A Câmara dos Deputados aprovou, nesta terça-feira, 21, em dois turnos, a Proposta de Emenda à Constituição (PEC) 15/15, que torna permanente o Fundo de Desenvolvimento e Valorização dos Profissionais de Educação (Fundeb) e eleva a participação da União no financiamento da educação infantil e dos ensinos fundamental e médio.

Vice-líder do Governo na Câmara, a deputada Aline Sleutjes comemorou o resultado da votação:

“Este governo sai da fala, da promessa, e parte para as ações e atitudes, concretiza!
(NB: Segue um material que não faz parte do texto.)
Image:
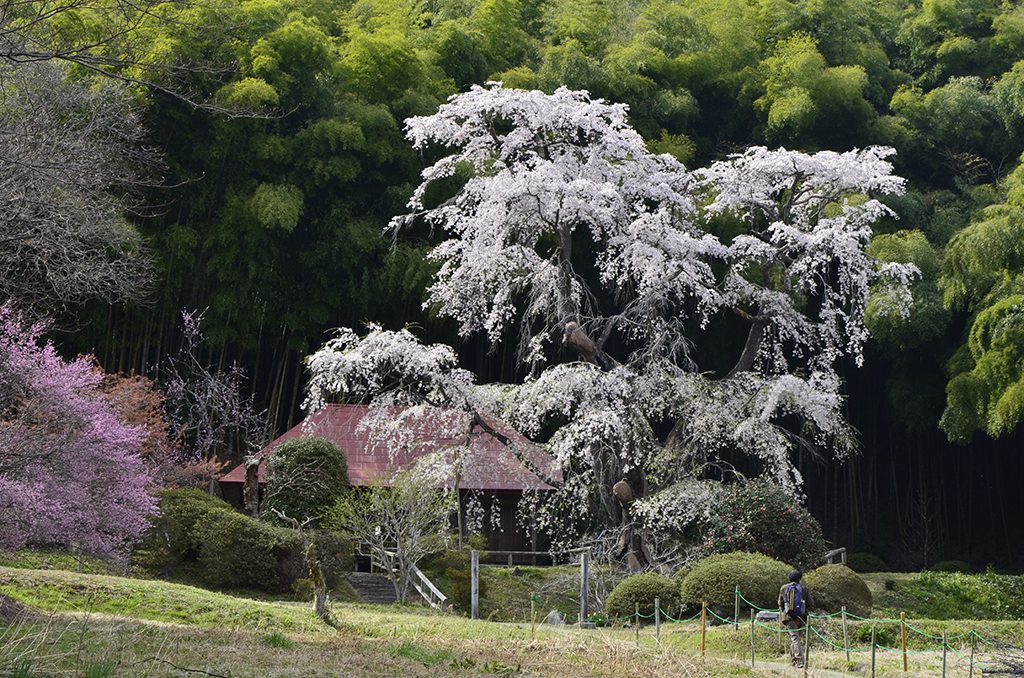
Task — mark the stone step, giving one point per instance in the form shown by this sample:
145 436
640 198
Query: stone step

Eu sempre estudei em escola pública, tenho orgulho disso, e desejo que todos os estudantes possam ter uma educação de qualidade, garantindo o futuro com seriedade e comprometimento a todos os brasileiros”, declarou a parlamentar, que tem formação como professora de Educação Física e pós-graduação em Gestão Escolar.

Na manhã desta terça, a federal paranaense esteve em reunião com o ministro da Secretaria de Governo, Luiz Eduardo Ramos, com o ministro Rogério Marinho, do Desenvolvimento Regional, e parlamentares da base para buscar maior entendimento acerca dessa pauta. Sleutjes informou que o Governo focou esforços para avançar em recursos e investimentos na Educação pública, algo que, segundo ela, não ocorreu por muitas décadas.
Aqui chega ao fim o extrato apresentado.